Texto da semana para OS VIRAMUNDOS (www.osviramundos.hpg.ig.com.br)

(Continuação. Último capítulo!)

CAPÍTULO 4

Era hora da sesta, pois, lugares como o interior mineiro, distantes do progresso sufocante das grandes cidades, ainda se permitem esse salutar descanso.

Horácio acabara de almoçar e, como sempre o fazia, depois de comer, permanecia no seu atelier, lendo um livro.

Neste dia, lia Hamlet, mais particularmente o episódio em que o protagonista conversa com o fantasma do pai e pronuncia a Horácio – xará do nosso personagem! - :”Há mais coisa no céu e na terra, Horácio, do que sonha a tua filosofia.”

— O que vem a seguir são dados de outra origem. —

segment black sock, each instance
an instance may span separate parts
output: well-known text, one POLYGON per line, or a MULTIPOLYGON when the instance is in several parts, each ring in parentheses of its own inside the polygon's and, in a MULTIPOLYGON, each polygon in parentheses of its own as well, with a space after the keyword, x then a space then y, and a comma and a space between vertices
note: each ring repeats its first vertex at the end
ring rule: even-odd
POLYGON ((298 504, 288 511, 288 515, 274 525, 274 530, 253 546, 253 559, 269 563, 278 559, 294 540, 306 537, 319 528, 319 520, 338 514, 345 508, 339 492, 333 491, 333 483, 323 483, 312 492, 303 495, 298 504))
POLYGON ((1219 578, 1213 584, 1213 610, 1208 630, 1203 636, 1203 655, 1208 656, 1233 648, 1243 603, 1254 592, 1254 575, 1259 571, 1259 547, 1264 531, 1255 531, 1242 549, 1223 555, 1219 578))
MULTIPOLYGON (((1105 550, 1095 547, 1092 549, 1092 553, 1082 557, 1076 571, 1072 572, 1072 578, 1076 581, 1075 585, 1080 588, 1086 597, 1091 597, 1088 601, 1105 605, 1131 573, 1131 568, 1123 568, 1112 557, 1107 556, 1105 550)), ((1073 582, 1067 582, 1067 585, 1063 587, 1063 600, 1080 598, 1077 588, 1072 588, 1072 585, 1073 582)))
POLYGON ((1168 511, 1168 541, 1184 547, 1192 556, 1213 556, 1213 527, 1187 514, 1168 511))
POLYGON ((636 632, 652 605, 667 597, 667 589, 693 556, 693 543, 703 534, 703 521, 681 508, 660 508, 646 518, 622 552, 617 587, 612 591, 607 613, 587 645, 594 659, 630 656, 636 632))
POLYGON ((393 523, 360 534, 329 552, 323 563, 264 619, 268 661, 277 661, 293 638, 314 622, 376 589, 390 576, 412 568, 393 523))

Mas lembremos que, em direção ao atelier, vinha um vendedor ambulante...um vendedor de espelhos! E isso é motivo de apreensão, pois, vejam o “flash-back”: (vidente falando para a família de Horácio)

“- Escutem o que digo – sussurrou friamente a vidente – Afastem-no de todo espelho. Quanto mais opacos forem os objetos desta casa, mais anos viverá o seu filho.”

E desde então, Horácio jamais se vira num espelho...


- Boa tarde – disse o vendedor -, gostaria de dar uma olhada nos meus objetos?

- Pois não, o que o senhor tem aí?

- Espelhos com molduras de primeira. Temos molduras finas, grossas, douradas, de madeira, de azulejo, de cerâmica...

Ainda impressionado com as palavras de Hamlet, Horácio não prestou atenção na palavra “espelhos” e, por educação, pediu para ver os tais objetos.

O vendedor, colocando a mão numa sacola escura de lona, tateou alguns espelhos até encontrar o maior de todos.

Nosso personagem ainda se abaixou para juntar um pedaço de moldura que caíra da bolsa de lona, mas, ao se levantar e olhar para o espelho – e ver a sua imagem - , um vento forte passou pela cidade, brincando, qual moleque, com portas e janelas até chegar ao atelier.

Uma janela que se mantivera fechada, não resistiu à força do vento e, abrindo-se com tal força, acertou a cabeça do vendedor. Ele desfaleceu, deixando cair o espelho, que se espatifou.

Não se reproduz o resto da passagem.